Keith Deisenroth: A Marine finds relief with cannabis

It was 1996 when Keith Deisenroth graduated high school in Drums, Pennsylvania, a coal industry town in the northeast of the state, and immediately began his 17-year active duty career with the U.S. Marine Corps (USMC). Deisenroth served as Military Police and a recruiter during his time with the Marines.
Soon, though, the constant physical demands of active duty service took their tolls. Deisenroth’s body began to suffer and by 2010, 14 years into his tenure with the USMC, Deisenroth said he needed multiple surgeries and was in constant pain.
“It was just natural wear and tear,” Deisenroth said. “And I was on active duty so there weren’t many options to help with pain besides sending you to the pain clinic and putting you on painkillers.”
That’s how Deisenroth managed his pain for the next three years of his military career. In 2013, he retired from the USMC for civilian life, but he continued relying on the painkillers he’d used for a few more years — until Pennsylvania legalized its medicinal cannabis program.
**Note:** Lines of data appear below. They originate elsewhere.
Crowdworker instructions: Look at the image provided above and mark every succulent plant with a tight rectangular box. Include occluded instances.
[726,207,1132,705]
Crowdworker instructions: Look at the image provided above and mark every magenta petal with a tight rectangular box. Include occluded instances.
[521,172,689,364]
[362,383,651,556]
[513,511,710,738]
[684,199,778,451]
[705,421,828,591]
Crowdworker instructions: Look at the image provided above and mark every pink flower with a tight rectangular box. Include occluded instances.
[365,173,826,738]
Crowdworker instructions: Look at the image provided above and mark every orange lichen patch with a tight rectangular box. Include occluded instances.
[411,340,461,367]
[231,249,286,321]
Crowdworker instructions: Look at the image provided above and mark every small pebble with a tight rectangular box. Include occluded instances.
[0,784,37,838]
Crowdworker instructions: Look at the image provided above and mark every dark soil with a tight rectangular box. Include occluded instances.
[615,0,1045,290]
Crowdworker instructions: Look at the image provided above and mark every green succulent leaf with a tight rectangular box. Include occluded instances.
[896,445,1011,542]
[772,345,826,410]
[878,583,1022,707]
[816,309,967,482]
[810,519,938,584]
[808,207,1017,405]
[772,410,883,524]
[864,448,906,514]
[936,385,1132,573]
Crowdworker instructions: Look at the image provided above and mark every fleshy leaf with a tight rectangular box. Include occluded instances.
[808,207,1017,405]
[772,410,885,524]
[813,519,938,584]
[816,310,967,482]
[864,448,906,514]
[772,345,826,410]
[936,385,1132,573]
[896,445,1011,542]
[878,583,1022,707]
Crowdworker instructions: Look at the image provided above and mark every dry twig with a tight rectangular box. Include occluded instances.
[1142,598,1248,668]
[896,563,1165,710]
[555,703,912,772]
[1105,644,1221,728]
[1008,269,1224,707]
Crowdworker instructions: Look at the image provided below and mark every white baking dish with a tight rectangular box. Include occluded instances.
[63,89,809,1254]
Entering the medical cannabis program
Pennsylvania legalized medical cannabis in 2016, offering Deisenroth and many others like him an alternative to opiates. After sales began, patients like Deisenroth who enrolled in the program would be able to access a range of high quality cannabis products, from flower and concentrates to tinctures and topicals.
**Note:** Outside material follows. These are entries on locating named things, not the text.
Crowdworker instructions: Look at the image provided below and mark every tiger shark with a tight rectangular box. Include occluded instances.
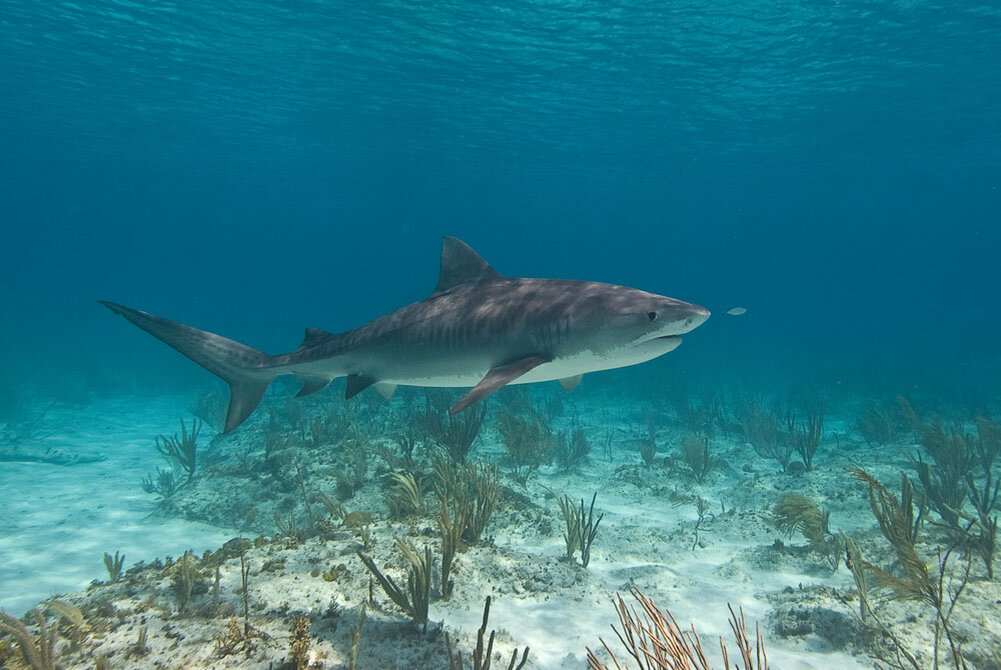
[100,237,709,433]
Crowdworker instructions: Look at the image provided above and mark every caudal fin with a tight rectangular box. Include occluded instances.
[98,300,275,433]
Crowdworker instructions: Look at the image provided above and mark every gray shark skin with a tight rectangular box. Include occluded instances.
[101,237,709,433]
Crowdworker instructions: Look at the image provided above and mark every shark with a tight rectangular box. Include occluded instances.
[99,237,710,433]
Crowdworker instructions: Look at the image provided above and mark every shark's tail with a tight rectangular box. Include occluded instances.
[99,300,275,433]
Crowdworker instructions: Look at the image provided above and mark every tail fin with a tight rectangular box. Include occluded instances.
[99,300,275,433]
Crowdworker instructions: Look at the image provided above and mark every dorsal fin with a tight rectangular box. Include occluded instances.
[434,237,501,293]
[299,328,333,349]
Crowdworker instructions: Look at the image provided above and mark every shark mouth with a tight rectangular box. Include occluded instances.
[633,336,682,347]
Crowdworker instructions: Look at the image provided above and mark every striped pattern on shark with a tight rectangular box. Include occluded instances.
[101,237,709,433]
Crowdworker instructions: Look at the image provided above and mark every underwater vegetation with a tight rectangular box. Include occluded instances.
[0,370,1001,670]
[588,587,768,670]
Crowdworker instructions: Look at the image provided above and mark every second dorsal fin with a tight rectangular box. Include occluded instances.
[434,237,501,293]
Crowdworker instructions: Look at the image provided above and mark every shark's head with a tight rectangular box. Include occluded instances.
[574,284,710,360]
“When the medical program started here I got on board with that and had access to better quality products,” Deisenroth said. “That 100% shifted everything. I don’t take any sort of pain medication; I don’t even take Tylenol or Aspirin.”
For Deisenroth, cannabis is about regaining his productivity by treating his pain without the side effects associated with the prescriptions he once took.
“My goal is to be productive, so I lean toward strains like Golden Goat,” Deisenroth said. “For me personally, it gives me some energy and doesn’t make my head hazy so I can function during the day.”
Deisenroth to other vets: “See what cannabis can do for you”
Deisenroth said he wants other veterans to understand just how effective cannabis could be for pain management without adverse side effects.
“The biggest thing as a veteran that I would like to put out there is just awareness of what cannabis is and what it can do for you,” Deisenroth said, adding that cannabis remains tied to prohibition-era stigmas in many pockets of Pennsylvania, including his small coal-mining hometown.
“Cannabis is a medicine and it’s natural,” he said. “There are medicinal purposes, spiritual purposes for it, and even industrial purposes with hemp.”
That’s where education comes in, he said. As more veterans learn about cannabis and its therapeutic potential, especially those who, like Deisenroth, grew up where cannabis remains heavily stigmatized, more can access a potential alternative treatment. But, Deisenroth added, education needs to start at the top.
“We need to advocate with the senior leaders [in the military] because the problem lies with the very beginning of the ranks,” he said. “Cannabis is being looked at as something bad, but we need to change that perception.”
The result, he said, would be active duty soldiers and veterans alike gaining access to a medicine that could improve their quality of life.
“That’s the future we need to go toward,” Deisenroth said.